My editor has worked hard on the manuscript too, typing her suggestions in red. My job has been to check all these and change them into black if I agree with her suggestions. But it is often not as straightforward as that. If I want to change anything else or give an alternative to her changes, then I am to type in bold blue.

Now on some pages there is a veritable ‘sea’ of bold blue – especially at the beginning, where I have written a whole new first chapter and altered the second to tie in with it. What will my editor make of all these changes, I wonder? After all, she has already thrown some ‘curly ones’ at me. For example, which is correct – ‘She was one of the few who were still single’ – or ‘She was one of the few who was still single’? And what about the phrase ‘for a while’? Should it be written ‘for awhile’ instead? Is ‘any more’ written as two words or one? And is it better to use double quotation marks around direct speech, with single quotation marks for anything else needing quotation marks within those – or vice versa?

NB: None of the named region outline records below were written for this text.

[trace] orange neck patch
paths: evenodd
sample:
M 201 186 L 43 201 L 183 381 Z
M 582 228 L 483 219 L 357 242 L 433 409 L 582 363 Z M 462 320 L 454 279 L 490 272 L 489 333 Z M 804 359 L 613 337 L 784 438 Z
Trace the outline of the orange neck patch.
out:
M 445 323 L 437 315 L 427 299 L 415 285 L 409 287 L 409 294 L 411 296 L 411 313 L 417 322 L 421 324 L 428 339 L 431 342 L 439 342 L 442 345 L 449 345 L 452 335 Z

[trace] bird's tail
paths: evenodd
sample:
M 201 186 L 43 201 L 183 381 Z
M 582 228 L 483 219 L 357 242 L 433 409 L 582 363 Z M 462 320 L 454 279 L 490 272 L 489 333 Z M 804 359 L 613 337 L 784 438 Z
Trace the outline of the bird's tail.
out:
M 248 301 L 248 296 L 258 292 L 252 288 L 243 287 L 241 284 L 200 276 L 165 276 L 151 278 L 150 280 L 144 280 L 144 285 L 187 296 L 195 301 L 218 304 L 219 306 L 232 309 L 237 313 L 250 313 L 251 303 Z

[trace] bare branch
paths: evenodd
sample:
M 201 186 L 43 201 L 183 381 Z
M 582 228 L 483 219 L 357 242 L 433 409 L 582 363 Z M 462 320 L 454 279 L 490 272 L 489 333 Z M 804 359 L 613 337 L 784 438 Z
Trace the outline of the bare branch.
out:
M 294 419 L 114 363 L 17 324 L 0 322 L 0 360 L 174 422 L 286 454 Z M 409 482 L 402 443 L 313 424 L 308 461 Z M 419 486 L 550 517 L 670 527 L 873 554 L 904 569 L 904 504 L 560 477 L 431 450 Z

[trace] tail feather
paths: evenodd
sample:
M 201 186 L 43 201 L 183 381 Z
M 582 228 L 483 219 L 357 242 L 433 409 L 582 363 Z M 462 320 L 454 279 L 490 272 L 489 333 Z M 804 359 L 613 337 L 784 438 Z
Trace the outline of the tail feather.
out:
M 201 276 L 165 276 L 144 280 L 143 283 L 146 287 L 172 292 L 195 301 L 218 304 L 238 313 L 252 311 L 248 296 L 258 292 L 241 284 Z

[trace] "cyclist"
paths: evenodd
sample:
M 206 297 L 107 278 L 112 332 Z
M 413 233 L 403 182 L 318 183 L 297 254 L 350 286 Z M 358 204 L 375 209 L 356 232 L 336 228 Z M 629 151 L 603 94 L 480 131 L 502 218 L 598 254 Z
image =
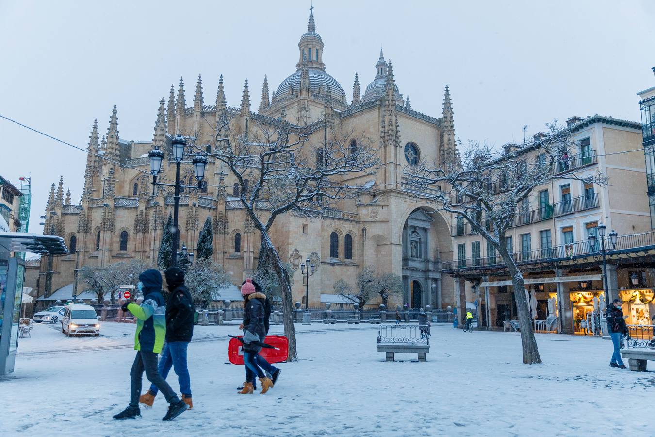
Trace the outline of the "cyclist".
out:
M 466 310 L 466 329 L 465 331 L 471 330 L 471 324 L 473 323 L 473 314 L 468 310 Z

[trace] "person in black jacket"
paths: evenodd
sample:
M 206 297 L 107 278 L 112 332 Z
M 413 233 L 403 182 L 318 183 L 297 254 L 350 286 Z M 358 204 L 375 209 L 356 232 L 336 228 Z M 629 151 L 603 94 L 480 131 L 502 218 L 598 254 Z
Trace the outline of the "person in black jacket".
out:
M 246 377 L 243 389 L 238 392 L 241 394 L 252 393 L 254 391 L 253 386 L 254 375 L 257 375 L 261 383 L 261 394 L 263 394 L 273 387 L 273 381 L 264 374 L 257 365 L 255 357 L 261 347 L 253 344 L 253 342 L 261 342 L 266 338 L 266 328 L 264 325 L 266 295 L 256 292 L 252 280 L 250 278 L 241 286 L 241 294 L 244 296 L 246 303 L 244 307 L 243 322 L 244 364 L 252 373 Z
M 193 408 L 191 400 L 191 380 L 187 366 L 187 348 L 193 337 L 193 298 L 184 285 L 184 271 L 179 267 L 170 267 L 165 272 L 168 286 L 168 302 L 166 307 L 166 343 L 162 350 L 157 370 L 165 379 L 172 366 L 178 375 L 182 399 Z M 147 406 L 152 406 L 157 388 L 154 384 L 139 399 Z
M 627 369 L 621 359 L 621 339 L 623 335 L 627 335 L 627 326 L 626 326 L 626 319 L 623 316 L 623 310 L 621 309 L 622 305 L 623 302 L 620 299 L 612 301 L 612 303 L 607 306 L 605 317 L 607 319 L 607 330 L 612 337 L 612 344 L 614 346 L 610 366 Z
M 250 282 L 252 282 L 253 286 L 255 287 L 255 292 L 263 294 L 263 290 L 261 289 L 261 287 L 259 286 L 259 284 L 257 284 L 254 279 L 251 279 Z M 245 283 L 246 281 L 244 281 L 241 285 L 243 286 L 243 284 Z M 244 322 L 246 322 L 247 317 L 248 315 L 244 313 Z M 269 329 L 271 328 L 271 322 L 269 320 L 270 318 L 271 318 L 271 302 L 269 299 L 264 299 L 264 329 L 266 333 L 265 334 L 264 339 L 262 339 L 261 341 L 264 341 L 264 340 L 266 339 L 265 336 L 269 335 Z M 241 326 L 239 326 L 239 329 L 242 330 L 243 328 L 244 328 L 244 324 L 242 323 Z M 257 363 L 257 366 L 263 369 L 264 371 L 266 372 L 266 375 L 269 377 L 271 381 L 273 381 L 273 385 L 274 385 L 278 381 L 278 378 L 280 377 L 280 374 L 282 371 L 282 369 L 276 368 L 274 366 L 269 364 L 269 362 L 266 360 L 266 358 L 265 358 L 259 354 L 257 354 L 255 356 L 255 362 Z M 250 370 L 250 369 L 248 368 L 248 366 L 246 366 L 246 381 L 252 381 L 253 389 L 253 390 L 257 390 L 257 383 L 255 381 L 255 378 L 253 377 L 254 374 L 252 373 L 252 371 Z M 239 387 L 238 389 L 237 389 L 237 390 L 243 390 L 243 387 Z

All these things are important, I guess. But in the end, how many people will notice? More than that, how many people will really care?  Of course it’s hugely important to write an interesting beginning for a novel – after all, I might lose my readers before they even get past the first page! But in the end, it may simply come down to a matter of preference.  So how much more time and effort should I put into playing with the words on the screen before me, putting them this way and that, cutting some out and adding others in? I guess until I’m sure that what I have written will draw people into the story and not inhibit their experience or enjoyment of it in any way. I know, as the writer of Ecclesiastes puts it, that ‘of making many books there is no end’ (Ecc 12:12), but ‘Jenna’ is my novel!  I believe in its potential to challenge people and change lives – in short, it has important things to say.  ‘Jenna’ is my ‘baby’ – and I want to see her brought through this birthing process with the minimum of pain or damage to both of us!

I also believe with all my heart that God has called me to write at this stage of my life – so if that involves hours and hours of editing and rewriting, then so be it! The birthing process is never without pain – and my eyes will no doubt eventually recover.  Besides, Jesus told us the path would not be easy, didn’t he? In John 16:33b we read these words:

In this world you will have trouble. But take heart! I have overcome the world.

I know Jesus is right there beside me with every word I write – or edit out. And he will help me, whatever the challenge – he has overcome the whole world, as he has said!  So I will ‘take heart’. I will turn on my computer yet again and apply myself to the task before me. And in a few weeks’ time, God willing, I will joyfully welcome ‘Jenna’ into the world!